Though Powell has requested the yearbooks be destroyed and reprinted, that would be a challenge, Otott said, as copies were distributed over a week ago, and have already been signed by each other’s peers. But after contacting the yearbook vendor, he added, the school was provided with “replacement text” in sticker form, which will be placed in yearbooks brought in by students in a manner that will be “coordinated at the school level.”

Powell, though, said that the damage had been done. “This is something that my child will live with for the rest of his life,” she told WSBTV. “His high school freshman yearbook has him labeled as a freak.”

She added, “He’s my son that I think the world of, and he is in no way any kind of freak. He has the biggest heart of any 16-year-old child I know.”

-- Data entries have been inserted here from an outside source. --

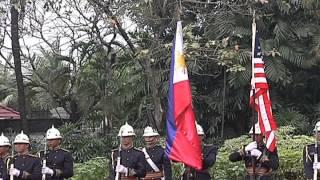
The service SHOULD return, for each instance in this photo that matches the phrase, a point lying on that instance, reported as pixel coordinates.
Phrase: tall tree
(17, 6)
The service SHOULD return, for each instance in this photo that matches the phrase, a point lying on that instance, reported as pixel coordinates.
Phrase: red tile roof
(8, 113)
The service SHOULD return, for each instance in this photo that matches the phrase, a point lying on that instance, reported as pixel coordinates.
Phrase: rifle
(315, 157)
(119, 157)
(12, 159)
(44, 160)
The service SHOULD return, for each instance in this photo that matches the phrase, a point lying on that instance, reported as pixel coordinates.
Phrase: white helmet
(21, 138)
(149, 131)
(256, 129)
(199, 129)
(126, 130)
(53, 133)
(317, 126)
(4, 141)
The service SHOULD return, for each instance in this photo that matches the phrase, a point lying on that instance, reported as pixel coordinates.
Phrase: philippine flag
(182, 141)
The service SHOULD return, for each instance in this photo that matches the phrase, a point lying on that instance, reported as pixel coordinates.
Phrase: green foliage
(294, 119)
(94, 169)
(290, 149)
(85, 143)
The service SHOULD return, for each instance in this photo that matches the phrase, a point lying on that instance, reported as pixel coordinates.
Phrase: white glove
(121, 169)
(256, 153)
(316, 166)
(46, 170)
(250, 146)
(14, 172)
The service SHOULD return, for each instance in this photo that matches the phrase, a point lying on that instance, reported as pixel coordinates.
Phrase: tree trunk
(153, 80)
(17, 65)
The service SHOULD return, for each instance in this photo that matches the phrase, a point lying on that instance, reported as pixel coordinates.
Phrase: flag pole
(254, 29)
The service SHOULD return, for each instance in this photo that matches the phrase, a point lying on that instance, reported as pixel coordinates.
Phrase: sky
(54, 27)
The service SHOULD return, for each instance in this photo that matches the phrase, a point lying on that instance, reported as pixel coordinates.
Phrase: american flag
(262, 103)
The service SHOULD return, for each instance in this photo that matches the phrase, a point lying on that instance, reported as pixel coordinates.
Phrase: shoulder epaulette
(310, 145)
(65, 150)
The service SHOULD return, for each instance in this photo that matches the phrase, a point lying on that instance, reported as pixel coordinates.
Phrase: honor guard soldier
(265, 162)
(158, 164)
(310, 155)
(131, 164)
(25, 165)
(57, 163)
(209, 153)
(4, 157)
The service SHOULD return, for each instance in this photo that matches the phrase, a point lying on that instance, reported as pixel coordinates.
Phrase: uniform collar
(55, 148)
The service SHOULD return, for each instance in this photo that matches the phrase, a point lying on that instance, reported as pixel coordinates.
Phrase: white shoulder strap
(149, 160)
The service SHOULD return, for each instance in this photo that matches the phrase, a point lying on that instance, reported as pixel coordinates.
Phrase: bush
(95, 169)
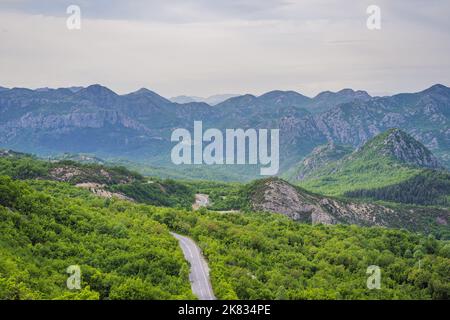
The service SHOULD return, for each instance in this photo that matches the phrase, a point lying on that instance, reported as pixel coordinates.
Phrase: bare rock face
(100, 191)
(278, 196)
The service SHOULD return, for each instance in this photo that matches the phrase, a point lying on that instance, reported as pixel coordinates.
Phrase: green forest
(125, 251)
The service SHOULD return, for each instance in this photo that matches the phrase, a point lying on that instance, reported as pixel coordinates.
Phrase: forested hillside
(122, 253)
(125, 252)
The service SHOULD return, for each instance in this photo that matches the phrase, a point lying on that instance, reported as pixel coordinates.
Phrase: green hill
(388, 160)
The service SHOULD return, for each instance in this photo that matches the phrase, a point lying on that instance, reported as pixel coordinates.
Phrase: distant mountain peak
(319, 158)
(399, 145)
(99, 95)
(97, 89)
(151, 95)
(438, 89)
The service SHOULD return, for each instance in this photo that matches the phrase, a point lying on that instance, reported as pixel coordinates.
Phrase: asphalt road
(199, 276)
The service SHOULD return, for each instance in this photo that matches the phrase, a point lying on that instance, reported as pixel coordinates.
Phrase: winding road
(199, 275)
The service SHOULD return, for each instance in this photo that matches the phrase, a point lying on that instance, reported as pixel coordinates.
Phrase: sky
(207, 47)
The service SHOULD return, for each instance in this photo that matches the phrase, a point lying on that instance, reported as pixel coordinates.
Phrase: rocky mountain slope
(137, 126)
(278, 196)
(319, 158)
(389, 158)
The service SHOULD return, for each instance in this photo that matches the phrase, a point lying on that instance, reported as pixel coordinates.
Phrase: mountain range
(137, 126)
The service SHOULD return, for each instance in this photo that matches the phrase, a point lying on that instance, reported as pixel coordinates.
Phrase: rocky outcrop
(278, 196)
(100, 191)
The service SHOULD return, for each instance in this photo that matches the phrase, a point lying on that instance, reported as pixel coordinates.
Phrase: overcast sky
(205, 47)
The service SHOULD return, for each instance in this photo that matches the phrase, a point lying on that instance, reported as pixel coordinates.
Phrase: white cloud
(205, 47)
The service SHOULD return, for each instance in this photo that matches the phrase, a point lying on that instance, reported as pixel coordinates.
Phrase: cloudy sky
(205, 47)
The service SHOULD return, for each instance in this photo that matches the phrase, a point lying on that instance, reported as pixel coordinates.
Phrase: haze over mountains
(137, 126)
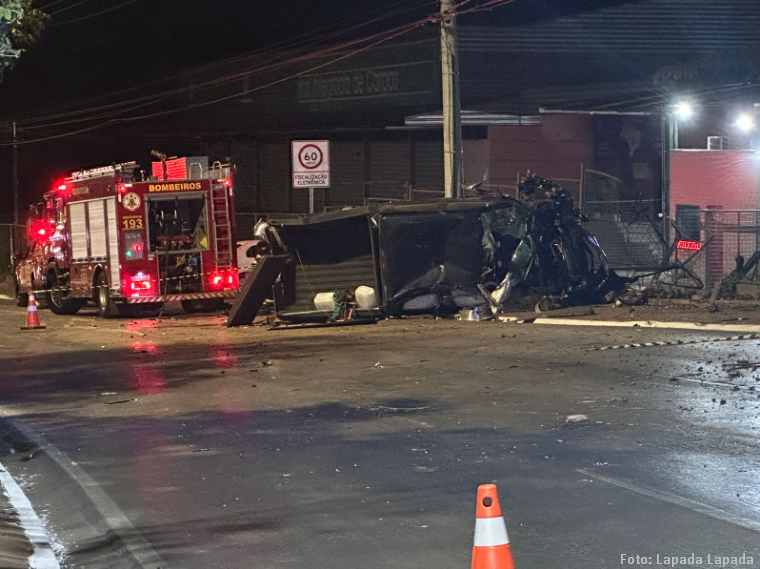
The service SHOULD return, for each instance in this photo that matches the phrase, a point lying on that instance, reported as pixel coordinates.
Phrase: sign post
(311, 166)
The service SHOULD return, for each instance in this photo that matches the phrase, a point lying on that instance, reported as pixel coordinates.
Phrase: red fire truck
(130, 242)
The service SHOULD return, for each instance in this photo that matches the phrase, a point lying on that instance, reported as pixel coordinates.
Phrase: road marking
(117, 521)
(43, 556)
(692, 505)
(674, 343)
(747, 328)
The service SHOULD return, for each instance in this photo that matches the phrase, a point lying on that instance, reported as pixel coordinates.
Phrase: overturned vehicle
(495, 253)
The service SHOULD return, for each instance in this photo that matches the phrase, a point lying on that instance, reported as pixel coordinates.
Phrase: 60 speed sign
(311, 163)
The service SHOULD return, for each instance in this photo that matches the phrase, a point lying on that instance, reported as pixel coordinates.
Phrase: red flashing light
(41, 230)
(688, 245)
(224, 280)
(140, 285)
(62, 187)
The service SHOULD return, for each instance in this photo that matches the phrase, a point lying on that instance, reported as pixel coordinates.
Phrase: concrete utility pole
(15, 174)
(452, 126)
(14, 228)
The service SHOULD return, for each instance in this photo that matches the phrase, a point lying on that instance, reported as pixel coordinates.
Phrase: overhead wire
(303, 43)
(69, 7)
(378, 40)
(269, 66)
(87, 17)
(374, 39)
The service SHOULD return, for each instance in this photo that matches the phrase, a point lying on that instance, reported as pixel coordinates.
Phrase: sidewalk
(15, 548)
(720, 312)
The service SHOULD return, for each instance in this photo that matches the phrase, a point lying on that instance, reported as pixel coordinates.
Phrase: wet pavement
(184, 443)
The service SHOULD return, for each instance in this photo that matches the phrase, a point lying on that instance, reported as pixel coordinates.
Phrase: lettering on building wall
(174, 187)
(358, 83)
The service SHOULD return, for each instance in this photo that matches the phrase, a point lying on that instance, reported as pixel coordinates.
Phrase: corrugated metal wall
(389, 169)
(274, 176)
(348, 172)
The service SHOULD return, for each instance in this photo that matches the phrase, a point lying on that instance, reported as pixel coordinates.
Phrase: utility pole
(15, 174)
(452, 126)
(14, 227)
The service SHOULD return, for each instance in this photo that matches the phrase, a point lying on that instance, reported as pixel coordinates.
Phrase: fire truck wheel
(202, 305)
(57, 295)
(106, 306)
(22, 298)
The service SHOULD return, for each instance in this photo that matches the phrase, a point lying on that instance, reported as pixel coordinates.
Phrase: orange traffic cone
(491, 548)
(32, 320)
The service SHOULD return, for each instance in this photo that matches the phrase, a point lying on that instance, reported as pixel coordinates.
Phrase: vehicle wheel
(106, 307)
(202, 305)
(22, 298)
(58, 296)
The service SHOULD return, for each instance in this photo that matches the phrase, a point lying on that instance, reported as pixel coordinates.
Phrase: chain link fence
(627, 232)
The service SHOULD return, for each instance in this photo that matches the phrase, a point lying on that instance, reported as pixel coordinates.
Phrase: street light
(672, 115)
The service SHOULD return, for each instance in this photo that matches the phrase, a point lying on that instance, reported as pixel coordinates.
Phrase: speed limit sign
(311, 163)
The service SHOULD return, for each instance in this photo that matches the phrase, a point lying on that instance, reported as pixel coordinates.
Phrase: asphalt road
(182, 444)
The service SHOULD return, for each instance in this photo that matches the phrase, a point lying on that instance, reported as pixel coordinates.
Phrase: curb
(748, 328)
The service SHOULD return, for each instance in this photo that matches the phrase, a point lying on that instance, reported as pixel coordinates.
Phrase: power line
(69, 7)
(376, 39)
(303, 43)
(379, 38)
(111, 9)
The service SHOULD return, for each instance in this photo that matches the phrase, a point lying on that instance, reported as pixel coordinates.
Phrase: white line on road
(133, 541)
(692, 505)
(43, 556)
(749, 328)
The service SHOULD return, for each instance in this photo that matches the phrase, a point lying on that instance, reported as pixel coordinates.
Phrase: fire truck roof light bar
(103, 171)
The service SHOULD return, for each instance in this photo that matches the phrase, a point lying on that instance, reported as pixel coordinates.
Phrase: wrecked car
(438, 257)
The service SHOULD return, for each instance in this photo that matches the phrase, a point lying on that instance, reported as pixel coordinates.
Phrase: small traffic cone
(491, 548)
(32, 320)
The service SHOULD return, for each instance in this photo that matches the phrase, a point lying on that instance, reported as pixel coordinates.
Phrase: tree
(20, 24)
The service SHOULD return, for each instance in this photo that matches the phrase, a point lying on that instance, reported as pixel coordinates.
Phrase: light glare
(746, 122)
(684, 110)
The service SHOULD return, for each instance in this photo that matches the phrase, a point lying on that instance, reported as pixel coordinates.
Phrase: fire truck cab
(130, 242)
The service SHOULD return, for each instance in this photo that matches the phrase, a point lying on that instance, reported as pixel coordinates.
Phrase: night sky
(85, 53)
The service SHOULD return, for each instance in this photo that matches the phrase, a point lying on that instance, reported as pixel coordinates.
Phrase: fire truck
(130, 242)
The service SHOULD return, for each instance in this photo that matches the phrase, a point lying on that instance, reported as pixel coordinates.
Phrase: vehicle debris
(576, 418)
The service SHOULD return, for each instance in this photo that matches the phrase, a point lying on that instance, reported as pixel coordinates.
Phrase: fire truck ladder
(220, 213)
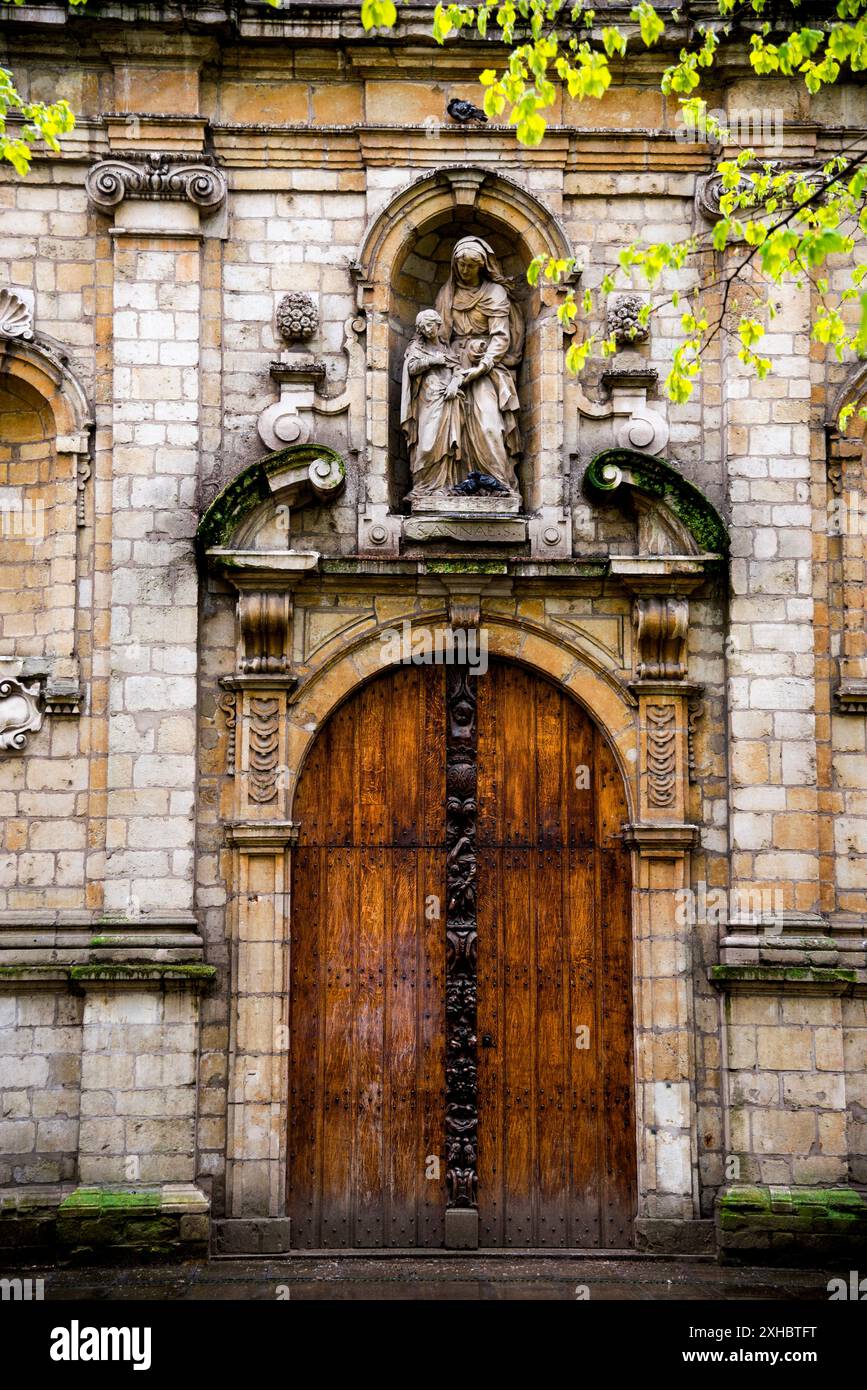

Powell is right to speak out and demand the yearbooks be reprinted, says Ross Ellis, CEO of STOMP Out Bullying, an educational advocacy campaign for kids. "Her kid is going to go through life with this," she told Yahoo! Shine, and putting stickers over the word "is not enough."

Though Ellis would not exactly call the incident bullying, which she defines as "consistent harassment," this kind of prank can be hurtful. "It's not a joke," she says.  

Worthen, for his part, seems to be taking it all in stride. “I’m just going to act like it never happened,” he said. “If anyone says something to me, I’m going to ignore it.”